Results: Among 88 differentially expressed circRNAs, 11 were upregulated and 77 were downregulated in eutopic endometrium of patients with endometriosis. qRT-PCR validation results for two upregulated circRNAs (circ_0004712 and circ_0002198) matched the microarray results. The area under the receiver operating characteristic curve of circ_0002198 for distinguishing ovarian endometriosis was 0.846 (95% confidence interval [CI]: 0.752-0.939; P < 0.001) while that of circ_0004712 was 0.704 (95% CI: 0.571-0.837; P = 0.008). On the basis of target prediction, we depicted the molecular interactions between the identified circRNAs and their dominant target miRNAs, as well as constructed a circRNA-miRNA-mRNA network.

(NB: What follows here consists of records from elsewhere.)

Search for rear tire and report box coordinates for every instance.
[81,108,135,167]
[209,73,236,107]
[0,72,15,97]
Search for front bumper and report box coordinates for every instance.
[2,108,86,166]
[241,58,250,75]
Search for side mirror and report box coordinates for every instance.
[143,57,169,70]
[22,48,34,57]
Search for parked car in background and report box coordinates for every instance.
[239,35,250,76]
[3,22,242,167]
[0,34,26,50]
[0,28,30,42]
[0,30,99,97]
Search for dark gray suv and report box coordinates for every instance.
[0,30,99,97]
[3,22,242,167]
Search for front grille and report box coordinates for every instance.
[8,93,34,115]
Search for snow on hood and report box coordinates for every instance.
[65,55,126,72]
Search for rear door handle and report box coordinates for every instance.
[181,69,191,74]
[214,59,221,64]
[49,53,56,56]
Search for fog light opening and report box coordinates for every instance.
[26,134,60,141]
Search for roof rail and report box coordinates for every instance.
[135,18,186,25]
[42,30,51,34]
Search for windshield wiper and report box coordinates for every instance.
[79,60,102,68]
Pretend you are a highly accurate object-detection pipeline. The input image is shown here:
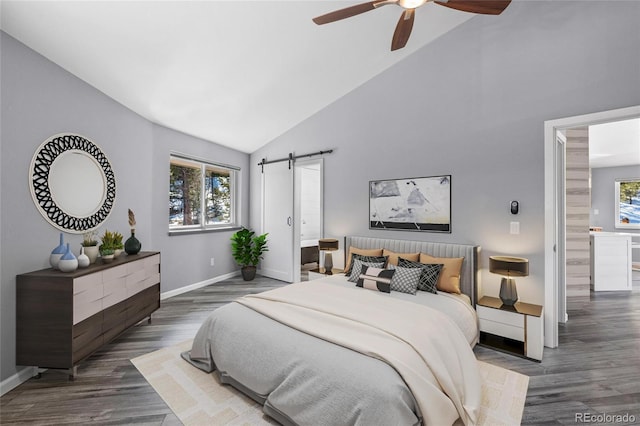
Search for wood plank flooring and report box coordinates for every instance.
[0,273,640,425]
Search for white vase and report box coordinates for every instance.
[84,246,99,263]
[78,246,91,268]
[58,243,78,272]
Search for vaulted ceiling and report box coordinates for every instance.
[0,0,640,167]
[1,0,475,153]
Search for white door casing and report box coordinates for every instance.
[260,161,300,282]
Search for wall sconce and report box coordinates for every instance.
[489,256,529,306]
[318,238,339,275]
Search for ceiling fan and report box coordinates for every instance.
[313,0,511,51]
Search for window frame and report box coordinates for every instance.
[614,177,640,229]
[167,152,242,235]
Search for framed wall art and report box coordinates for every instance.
[369,175,451,233]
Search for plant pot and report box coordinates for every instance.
[240,266,257,281]
[124,229,142,254]
[84,246,100,263]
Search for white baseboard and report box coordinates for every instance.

Conclusions: This study provides evidence that circRNAs are differentially expressed between eutopic and normal endometrium, which suggests that circRNAs are candidate factors in the activation of endometriosis. circ_0002198 and circ_0004712 may be potential novel biomarkers for the diagnosis of ovarian endometriosis.

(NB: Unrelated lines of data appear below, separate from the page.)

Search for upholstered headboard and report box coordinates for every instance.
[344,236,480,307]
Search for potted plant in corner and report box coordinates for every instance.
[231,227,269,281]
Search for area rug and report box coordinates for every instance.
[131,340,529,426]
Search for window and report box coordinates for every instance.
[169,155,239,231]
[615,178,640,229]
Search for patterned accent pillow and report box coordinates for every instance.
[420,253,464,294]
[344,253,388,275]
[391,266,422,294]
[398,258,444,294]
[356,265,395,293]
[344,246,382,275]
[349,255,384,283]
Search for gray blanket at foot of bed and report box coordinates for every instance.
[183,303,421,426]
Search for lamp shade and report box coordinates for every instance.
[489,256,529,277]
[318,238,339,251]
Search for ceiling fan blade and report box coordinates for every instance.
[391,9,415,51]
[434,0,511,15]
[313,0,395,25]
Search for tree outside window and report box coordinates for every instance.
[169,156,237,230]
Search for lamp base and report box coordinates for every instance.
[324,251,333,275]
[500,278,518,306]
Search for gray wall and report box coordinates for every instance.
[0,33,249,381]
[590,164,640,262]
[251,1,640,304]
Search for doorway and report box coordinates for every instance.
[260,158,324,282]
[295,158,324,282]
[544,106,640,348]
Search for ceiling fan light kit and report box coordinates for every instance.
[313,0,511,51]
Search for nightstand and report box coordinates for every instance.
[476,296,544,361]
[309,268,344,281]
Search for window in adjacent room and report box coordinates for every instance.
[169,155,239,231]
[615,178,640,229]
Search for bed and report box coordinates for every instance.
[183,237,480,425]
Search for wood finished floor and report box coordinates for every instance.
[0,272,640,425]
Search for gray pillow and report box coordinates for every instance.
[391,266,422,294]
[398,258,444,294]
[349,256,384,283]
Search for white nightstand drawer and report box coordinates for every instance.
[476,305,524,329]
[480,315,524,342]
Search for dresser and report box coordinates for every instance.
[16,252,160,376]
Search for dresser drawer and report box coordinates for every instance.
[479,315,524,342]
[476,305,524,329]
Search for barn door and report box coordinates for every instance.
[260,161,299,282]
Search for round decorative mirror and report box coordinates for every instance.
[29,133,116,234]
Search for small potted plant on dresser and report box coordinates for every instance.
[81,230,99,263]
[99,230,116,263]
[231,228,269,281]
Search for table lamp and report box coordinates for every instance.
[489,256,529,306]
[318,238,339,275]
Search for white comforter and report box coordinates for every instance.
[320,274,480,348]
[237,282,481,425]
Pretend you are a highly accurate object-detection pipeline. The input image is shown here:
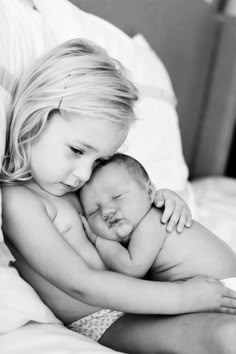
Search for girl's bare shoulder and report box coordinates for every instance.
[1,185,57,219]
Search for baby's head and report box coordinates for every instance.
[1,39,137,183]
[80,153,156,242]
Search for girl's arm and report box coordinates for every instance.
[3,187,236,314]
[82,208,166,278]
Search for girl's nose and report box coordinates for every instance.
[73,164,92,183]
[102,207,116,221]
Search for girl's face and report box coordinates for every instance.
[30,112,128,196]
[81,163,151,242]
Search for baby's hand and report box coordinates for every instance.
[80,214,98,244]
[154,189,192,233]
[183,276,236,315]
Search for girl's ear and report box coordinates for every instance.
[147,181,157,203]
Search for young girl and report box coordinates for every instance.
[1,40,236,354]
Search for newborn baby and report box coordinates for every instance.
[80,154,236,281]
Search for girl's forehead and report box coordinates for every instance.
[56,113,128,155]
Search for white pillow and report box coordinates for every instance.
[0,266,61,334]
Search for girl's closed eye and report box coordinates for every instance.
[70,146,84,155]
[113,194,122,199]
[88,209,98,217]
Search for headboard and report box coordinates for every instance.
[71,0,220,177]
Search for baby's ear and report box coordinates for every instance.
[147,181,157,203]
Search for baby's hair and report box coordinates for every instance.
[0,39,138,184]
[88,153,150,185]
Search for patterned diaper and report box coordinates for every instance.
[68,309,124,342]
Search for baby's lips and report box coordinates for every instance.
[116,222,133,239]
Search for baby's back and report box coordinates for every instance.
[150,222,236,281]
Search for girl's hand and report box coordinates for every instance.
[80,214,98,245]
[182,276,236,315]
[154,189,192,233]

环状RNA可作为鉴定卵巢子宫内膜异位症的一种新型 生物标志物摘要背景: 子宫内膜异位症是一种极具挑战性的妇科疾病,主要症状为痛经和不孕。目前,它的发病机制尚不清楚,也没有有效的标记物和治疗办法。本研究的主要目的是分析卵巢子宫内膜异位症患者在位内膜中环状RNAs(circRNAs)的表达;探索子宫内膜异位症的潜在发病机制,为临床诊断和治疗提供依据。 方法: 收集2016年5月1日至2016年12月31日北京协和医院的标本共63例,其中,卵巢子宫内膜异位症患者的在位内膜41例,对照组内膜22例。每组各4例标本用于circRNAs的芯片分析,从中选取4个上调明显的circRNAs用于大样本qRT-PCR验证。之后采用生物信息学分析预测验证出的环状RNA的靶向miRNA及circRNA-miRNAs-mRNAs作用网络。 结果: circRNAs芯片结果显示卵巢子宫内膜异位症患者的在位内膜较对照组内膜相比,共88个差异表达的circRNAs,其中11个上调、77个下调。qRT-PCR验证结果显示circ_0004712和circ_0002198与芯片结果一致,其受试者特征曲线下的面积分别为0.704 (95%CI: 0.571 - 0.837; P = 0.008)、0.846 (95%CI: 0.752 - 0.939; P < 0.001)。根据靶基因预测,我们还描述了circ_0004712、circ_0002198与其主要靶miRNAs的相互作用,同时构建了一个circRNA-miRNA-mRNA作用网络。 结论: 本研究发现circRNA在在位内膜及对照组内膜之间的确存在差异,这表明circRNAs在卵巢子宫内膜异位症的发病过程中可能起着关键作用。此外,circ_0004712及circ_0002198可能成为诊断卵巢子宫内膜异位症的新型生物标记物。.
Keywords: Circular RNA; Endometriosis; Microarray; mRNA; miRNA.